Yes, all good points Steve, I don't disagree. I think that "enemy of my enemy" thing is wishful thinking on the part of AMD backers. Sun's management is going to sabre-rattle in press releases but not when they're thinking about the bottom line.

However, I want to comment on one of your points. If a substantial vendor like Sun/Cobalt comes with sufficient volume projections to AMD and says, "We'll go with your processor despite your relative corporate weakness to Intel, but we need to be assured of supply at the following levels through the following dates at the following prices", and AMD says "No", then one of two things must be true. Either a) AMD can't really compete because of all the reasons you state, in which case AMD isn't really *in* this long-term wholesale business for trailing-edge processors and are fooling themselves if they believe they are, or b) AMD doesn't *want* to be in that business, in which case the people on the AMD thread are fooling themselves.

It seems more likely that people on a bulletin board are fooling themselves than AMD management, but one never knows.

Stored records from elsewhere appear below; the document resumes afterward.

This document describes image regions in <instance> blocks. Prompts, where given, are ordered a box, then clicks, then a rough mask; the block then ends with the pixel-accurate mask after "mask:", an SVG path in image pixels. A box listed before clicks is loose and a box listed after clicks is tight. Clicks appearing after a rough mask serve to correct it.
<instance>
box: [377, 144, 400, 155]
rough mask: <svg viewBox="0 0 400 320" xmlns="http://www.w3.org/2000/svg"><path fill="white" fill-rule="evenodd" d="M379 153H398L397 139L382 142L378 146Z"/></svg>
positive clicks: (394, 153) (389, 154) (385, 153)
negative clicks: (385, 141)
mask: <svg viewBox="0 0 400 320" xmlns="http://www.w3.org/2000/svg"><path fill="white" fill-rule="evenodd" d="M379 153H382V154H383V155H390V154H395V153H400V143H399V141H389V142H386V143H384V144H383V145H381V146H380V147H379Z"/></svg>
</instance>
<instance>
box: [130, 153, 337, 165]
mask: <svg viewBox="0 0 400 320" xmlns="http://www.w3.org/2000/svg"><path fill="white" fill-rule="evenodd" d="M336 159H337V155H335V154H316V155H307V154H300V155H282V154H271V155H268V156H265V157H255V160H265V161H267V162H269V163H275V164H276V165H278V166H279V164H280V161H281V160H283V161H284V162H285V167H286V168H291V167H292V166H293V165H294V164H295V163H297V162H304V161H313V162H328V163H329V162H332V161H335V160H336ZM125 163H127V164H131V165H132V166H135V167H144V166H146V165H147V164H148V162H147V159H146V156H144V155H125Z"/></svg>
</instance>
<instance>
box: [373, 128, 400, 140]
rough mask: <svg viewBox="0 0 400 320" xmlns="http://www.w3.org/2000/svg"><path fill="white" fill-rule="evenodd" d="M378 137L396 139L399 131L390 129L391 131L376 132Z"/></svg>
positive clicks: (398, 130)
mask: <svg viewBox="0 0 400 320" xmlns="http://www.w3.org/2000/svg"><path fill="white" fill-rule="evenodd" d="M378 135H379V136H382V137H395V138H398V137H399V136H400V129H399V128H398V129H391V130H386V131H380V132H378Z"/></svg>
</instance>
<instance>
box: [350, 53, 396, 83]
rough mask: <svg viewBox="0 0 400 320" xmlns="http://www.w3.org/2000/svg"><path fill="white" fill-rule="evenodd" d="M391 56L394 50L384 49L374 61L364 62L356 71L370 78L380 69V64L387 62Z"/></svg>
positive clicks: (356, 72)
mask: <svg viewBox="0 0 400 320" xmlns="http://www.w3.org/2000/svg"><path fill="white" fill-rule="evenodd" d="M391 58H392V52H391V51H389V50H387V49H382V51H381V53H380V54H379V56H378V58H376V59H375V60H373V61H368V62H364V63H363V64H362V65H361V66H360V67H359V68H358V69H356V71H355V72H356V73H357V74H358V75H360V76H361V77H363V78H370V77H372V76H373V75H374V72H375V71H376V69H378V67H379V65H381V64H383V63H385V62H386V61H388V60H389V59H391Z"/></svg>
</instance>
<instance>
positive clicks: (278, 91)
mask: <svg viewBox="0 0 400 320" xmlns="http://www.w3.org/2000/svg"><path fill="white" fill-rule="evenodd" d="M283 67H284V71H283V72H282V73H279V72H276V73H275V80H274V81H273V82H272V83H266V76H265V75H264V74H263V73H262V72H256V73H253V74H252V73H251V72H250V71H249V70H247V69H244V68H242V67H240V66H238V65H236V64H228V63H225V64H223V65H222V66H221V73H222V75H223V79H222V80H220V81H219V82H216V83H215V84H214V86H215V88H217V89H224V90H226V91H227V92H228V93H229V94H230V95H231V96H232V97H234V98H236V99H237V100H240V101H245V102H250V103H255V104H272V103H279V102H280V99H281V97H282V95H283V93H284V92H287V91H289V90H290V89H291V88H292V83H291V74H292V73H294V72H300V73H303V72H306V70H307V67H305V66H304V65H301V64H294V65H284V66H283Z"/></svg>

In either case, what you're saying really adds up to the fact that AMD is not even *in* the business that they need to be in to be selected as the CPU vendor for the X-box or the Cobalt box or anything that has an ongoing production time horizon further out than the duration of a pimply overclocker's wet dream. It's not a matter of being outmaneuvered by a rival. It's a matter of a bus company losing business to an airline.

If AMD *does* want to be in that business, they would find a way to work around the limitations you mention and get into it one way or another. If it's impossible for them to do so despite strategic ambitions in that direction, then IMHO it proves that they do in fact remain in business *at all* at the pleasure of Intel.